This website has been established as a forum for matters relating to the mass digitization of manuscript and other original textual materials preserved in the UK. The impulse for this is the recognition that digitization has the potential to transform scholarship throughout the humanities. We focus here on manuscripts surviving from before 1500, and on the first link in the digitization chain: the digital imaging of the original manuscripts themselves. The rapid maturing of digital photography, from extremely expensive devices capable of taking only a few pictures an hour (or a day!) to reasonably-priced devices capable of taking several hundred images an hour, has brought into prospect the possibility that whole collections of manuscripts might be photographed digitally (indeed — dare we say it — every manuscript in the UK dating from before 1500). Clearly, our discussions will be relevant to later and other original texts, and we hope others might learn from us, as we from them.
This prospect raises many questions: can mass digitization be done to a worthwhile standard, at a reasonable cost, and in conformancy with requirements for proper handling of the manuscripts? who is to set priorities? what agreements will be necessary between manuscript-holding institutions, and between them and funders, to make this possible? how are the images to be captured, stored and made available? what of rights management; who is to pay for it? how would this iniative impact on existing library policies? Elsewhere on this site you will find our attempts to explore these issues:
- The record of a workshop, held at Kings College London, on 5 June 2006, which canvassed these issues.

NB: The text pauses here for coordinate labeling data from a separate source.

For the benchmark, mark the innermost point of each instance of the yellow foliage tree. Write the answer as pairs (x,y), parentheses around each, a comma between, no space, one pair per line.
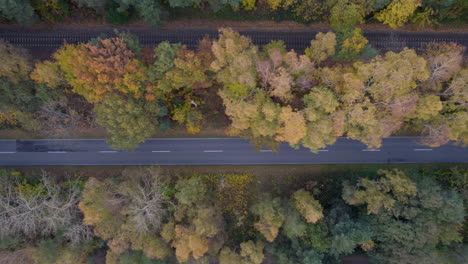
(397,13)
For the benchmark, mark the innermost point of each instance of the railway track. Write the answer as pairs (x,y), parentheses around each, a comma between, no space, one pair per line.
(294,39)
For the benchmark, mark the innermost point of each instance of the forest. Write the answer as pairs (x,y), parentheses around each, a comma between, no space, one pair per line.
(339,87)
(394,13)
(149,215)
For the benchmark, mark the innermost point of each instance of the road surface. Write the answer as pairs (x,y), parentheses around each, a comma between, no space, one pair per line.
(44,41)
(219,151)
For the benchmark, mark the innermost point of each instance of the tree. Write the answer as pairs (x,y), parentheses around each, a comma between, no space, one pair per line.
(188,71)
(401,234)
(106,67)
(307,206)
(324,123)
(443,61)
(346,233)
(322,47)
(146,202)
(351,44)
(188,115)
(48,73)
(250,253)
(271,216)
(128,120)
(428,107)
(99,206)
(16,64)
(382,194)
(19,10)
(397,13)
(235,59)
(391,83)
(345,15)
(292,126)
(40,210)
(191,191)
(165,54)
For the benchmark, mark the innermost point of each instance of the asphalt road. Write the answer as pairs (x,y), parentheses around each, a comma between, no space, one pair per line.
(219,151)
(47,40)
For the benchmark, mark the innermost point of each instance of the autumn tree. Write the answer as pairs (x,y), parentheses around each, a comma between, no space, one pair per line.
(292,126)
(235,59)
(449,123)
(250,253)
(129,121)
(199,226)
(127,214)
(397,13)
(95,70)
(392,95)
(324,122)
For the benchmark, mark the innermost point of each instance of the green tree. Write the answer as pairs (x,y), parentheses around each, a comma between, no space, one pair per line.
(271,216)
(393,187)
(345,14)
(401,234)
(129,121)
(16,64)
(307,206)
(322,47)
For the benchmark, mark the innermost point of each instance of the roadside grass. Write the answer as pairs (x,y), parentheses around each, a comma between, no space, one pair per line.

- Links to relevant sites.
- More to come!
We have established a JISCMAIL discussion group, to canvas issues among all those interested, and to notify our progress. You can join this by going to http://www.jiscmail.ac.uk/. Type "MASS-DIGITIZATION" into the 'Find lists - by list name' box on the right, and press 'Go'. Select 'Join or leave the list' from the next page, and fill in the details.
Finally: who are 'we'? We began as Peter Robinson, of ITSEE, and Lorna Hughes and Marilyn Deegan, of the ICT Methods Network. We have already been joined by others; we hope to be joined by many more.